Filter nameExpression
LowQUALQUAL < 30.0
QD2QD < 2.0, when QD is present
FS60FS > 60.0
MQ40MQ < 40.0
MQRS-12.5MQRankSum < -12.5, when MQRankSum is present
RPRS-8ReadPosRankSum < -8.0, when ReadPosRankSum is present
QD2_indelQD < 2.0, when QD is present
FS200FS > 200.0
RPRS-20ReadPosRankSum < -20.0, when ReadPosRankSum is present

This QC VCF is the primary cohort workflow output for downstream tools and project-level review.


Output Files

In these filenames, gv means GenotypeGVCFs: the raw VCF is the direct joint-genotyped output from that GATK step, and the QC VCF is the filtered version used downstream.

The default basename is cohort.
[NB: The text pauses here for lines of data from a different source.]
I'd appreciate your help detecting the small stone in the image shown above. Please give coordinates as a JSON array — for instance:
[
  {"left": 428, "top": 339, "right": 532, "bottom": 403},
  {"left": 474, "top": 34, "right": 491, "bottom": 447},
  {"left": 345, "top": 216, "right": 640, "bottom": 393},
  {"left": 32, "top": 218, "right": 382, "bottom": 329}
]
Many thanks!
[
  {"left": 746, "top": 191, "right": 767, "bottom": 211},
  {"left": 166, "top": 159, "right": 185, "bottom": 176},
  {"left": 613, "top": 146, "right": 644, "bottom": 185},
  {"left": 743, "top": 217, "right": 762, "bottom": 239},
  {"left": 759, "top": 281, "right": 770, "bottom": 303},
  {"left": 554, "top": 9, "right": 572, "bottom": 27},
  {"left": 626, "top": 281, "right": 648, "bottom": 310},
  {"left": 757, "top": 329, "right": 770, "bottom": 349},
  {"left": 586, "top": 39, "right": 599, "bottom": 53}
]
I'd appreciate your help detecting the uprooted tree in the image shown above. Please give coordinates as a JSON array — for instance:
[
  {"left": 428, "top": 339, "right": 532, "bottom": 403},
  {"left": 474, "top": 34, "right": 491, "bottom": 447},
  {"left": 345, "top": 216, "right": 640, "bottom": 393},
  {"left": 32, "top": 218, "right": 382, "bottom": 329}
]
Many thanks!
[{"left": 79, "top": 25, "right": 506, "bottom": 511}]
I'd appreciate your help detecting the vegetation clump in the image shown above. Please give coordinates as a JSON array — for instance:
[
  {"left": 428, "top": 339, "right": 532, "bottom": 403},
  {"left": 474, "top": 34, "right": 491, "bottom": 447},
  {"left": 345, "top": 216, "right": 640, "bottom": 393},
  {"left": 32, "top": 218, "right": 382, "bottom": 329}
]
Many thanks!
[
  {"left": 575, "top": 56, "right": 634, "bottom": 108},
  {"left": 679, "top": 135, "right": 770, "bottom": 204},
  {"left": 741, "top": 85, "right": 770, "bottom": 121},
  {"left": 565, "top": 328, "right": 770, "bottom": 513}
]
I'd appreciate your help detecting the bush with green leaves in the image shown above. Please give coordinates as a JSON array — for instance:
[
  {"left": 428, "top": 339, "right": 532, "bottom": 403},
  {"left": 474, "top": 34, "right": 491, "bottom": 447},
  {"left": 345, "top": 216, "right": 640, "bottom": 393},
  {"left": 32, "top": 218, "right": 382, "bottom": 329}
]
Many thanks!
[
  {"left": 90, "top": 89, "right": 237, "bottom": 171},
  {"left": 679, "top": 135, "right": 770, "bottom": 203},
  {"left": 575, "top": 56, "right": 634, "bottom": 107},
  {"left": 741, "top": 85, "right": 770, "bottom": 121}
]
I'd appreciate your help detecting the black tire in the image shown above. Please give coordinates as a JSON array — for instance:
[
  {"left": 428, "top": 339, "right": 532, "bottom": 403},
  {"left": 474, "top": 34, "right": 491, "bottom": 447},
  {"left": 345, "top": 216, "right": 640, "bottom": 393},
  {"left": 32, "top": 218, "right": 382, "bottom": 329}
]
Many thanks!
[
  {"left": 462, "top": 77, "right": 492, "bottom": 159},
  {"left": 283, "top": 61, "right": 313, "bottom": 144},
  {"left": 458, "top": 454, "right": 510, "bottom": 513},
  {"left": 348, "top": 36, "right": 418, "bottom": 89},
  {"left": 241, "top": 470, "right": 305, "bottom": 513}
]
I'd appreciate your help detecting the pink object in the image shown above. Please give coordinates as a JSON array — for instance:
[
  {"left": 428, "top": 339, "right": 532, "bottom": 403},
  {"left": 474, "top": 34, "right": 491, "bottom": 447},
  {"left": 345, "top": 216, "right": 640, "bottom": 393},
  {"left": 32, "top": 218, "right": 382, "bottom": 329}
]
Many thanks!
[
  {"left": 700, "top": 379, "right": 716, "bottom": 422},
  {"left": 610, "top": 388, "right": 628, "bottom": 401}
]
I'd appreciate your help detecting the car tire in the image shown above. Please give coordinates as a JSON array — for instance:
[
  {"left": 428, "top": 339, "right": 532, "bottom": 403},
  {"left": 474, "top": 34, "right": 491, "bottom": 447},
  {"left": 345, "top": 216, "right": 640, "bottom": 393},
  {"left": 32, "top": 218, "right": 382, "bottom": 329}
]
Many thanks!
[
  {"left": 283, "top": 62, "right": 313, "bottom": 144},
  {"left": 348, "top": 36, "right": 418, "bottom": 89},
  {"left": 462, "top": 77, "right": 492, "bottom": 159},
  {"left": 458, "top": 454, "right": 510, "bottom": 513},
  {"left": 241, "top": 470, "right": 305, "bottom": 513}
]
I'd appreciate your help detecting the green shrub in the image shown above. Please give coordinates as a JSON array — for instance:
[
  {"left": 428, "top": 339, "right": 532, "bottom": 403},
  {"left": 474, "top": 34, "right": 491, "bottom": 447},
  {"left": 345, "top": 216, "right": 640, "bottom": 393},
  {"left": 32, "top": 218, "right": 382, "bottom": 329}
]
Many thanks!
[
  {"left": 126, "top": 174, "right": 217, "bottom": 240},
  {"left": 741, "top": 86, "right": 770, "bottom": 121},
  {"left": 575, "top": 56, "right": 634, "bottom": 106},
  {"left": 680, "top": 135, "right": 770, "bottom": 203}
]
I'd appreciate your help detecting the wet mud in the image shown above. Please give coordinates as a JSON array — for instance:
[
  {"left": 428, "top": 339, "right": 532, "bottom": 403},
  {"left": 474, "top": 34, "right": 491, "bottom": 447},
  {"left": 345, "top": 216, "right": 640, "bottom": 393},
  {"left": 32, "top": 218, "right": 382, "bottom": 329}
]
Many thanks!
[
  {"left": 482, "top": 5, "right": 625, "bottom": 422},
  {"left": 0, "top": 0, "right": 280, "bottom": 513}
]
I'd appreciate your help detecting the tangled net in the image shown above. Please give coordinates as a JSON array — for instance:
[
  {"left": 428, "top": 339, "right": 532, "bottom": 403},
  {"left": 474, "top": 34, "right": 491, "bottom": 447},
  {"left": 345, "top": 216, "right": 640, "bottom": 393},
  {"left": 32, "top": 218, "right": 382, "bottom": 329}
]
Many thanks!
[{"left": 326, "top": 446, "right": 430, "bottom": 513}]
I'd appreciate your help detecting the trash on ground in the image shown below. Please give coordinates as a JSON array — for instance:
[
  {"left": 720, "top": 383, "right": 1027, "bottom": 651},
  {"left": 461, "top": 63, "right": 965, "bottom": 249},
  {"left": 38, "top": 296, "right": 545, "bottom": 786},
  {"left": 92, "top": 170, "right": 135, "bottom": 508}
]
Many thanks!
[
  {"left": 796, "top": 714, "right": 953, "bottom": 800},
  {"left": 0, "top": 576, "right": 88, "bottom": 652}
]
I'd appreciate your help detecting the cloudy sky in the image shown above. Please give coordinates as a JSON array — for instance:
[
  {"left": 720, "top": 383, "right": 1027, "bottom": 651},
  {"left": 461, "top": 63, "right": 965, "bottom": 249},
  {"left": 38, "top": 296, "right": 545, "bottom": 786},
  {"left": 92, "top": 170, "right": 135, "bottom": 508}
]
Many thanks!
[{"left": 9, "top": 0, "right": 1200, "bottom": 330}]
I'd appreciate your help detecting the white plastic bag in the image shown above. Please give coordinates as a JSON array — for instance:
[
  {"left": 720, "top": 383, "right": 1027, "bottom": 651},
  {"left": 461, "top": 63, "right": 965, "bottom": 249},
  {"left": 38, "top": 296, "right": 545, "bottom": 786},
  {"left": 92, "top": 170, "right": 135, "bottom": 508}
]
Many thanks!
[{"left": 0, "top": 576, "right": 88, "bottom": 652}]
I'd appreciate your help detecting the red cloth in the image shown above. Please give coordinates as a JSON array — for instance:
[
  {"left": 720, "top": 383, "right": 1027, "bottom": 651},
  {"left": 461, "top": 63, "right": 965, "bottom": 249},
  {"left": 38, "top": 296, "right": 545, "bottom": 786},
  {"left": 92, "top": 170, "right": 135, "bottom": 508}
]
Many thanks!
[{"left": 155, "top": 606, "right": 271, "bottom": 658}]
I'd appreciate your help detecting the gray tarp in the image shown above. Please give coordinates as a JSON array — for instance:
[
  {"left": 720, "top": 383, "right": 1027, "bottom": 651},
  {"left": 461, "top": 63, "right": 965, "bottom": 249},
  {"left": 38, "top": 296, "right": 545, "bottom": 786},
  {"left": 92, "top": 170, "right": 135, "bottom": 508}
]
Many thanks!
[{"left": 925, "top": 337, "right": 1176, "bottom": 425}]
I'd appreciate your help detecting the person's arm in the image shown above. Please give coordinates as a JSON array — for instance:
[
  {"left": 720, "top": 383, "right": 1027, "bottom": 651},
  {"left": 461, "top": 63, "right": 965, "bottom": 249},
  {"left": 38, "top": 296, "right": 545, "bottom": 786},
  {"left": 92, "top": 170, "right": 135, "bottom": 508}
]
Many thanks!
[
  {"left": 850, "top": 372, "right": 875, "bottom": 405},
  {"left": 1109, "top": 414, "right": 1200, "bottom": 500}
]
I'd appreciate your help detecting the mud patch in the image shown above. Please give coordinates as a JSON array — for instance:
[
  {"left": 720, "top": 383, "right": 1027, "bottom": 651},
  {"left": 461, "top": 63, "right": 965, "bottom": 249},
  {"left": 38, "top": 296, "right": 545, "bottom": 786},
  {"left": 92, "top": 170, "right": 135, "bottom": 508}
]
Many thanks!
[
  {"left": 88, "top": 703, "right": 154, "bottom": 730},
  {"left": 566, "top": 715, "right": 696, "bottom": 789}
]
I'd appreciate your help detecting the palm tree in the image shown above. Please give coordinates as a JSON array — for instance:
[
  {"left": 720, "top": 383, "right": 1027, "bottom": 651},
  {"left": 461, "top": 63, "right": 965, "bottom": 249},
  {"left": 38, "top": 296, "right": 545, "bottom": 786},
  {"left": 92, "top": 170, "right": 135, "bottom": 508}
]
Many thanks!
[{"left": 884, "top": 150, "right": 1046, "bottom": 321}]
If output_basename is set, replace cohort below with that value.

FileDescription
cohort.gv.raw.vcf.gzRaw cohort joint-genotyped VCF
cohort.snp.recal.vcf.gzSNP VQSR model VCF
cohort.snp.tranches.txtSNP VQSR tranches and diagnostics
cohort.indel.recal.vcf.gzINDEL VQSR model VCF
cohort.indel.tranches.txtINDEL VQSR tranches and diagnostics
cohort.post_snp.vcf.gzVCF after applying SNP VQSR
cohort.vqsr.vcf.gzVCF after applying SNP and INDEL VQSR
cohort.gv.QC.vcf.gzFinal hard-filtered cohort QC VCF (recommended)
logs/cohort_joint_genotyping.logMain log file for the cohort pipeline

When to Use This Pipeline

  • After you have gVCFs from the single-sample pipeline.
  • When you need a single VCF for all samples for:
    • Family-based segregation analysis.
    • Case/control or population cohorts.
    • Downstream tools that expect joint genotypes.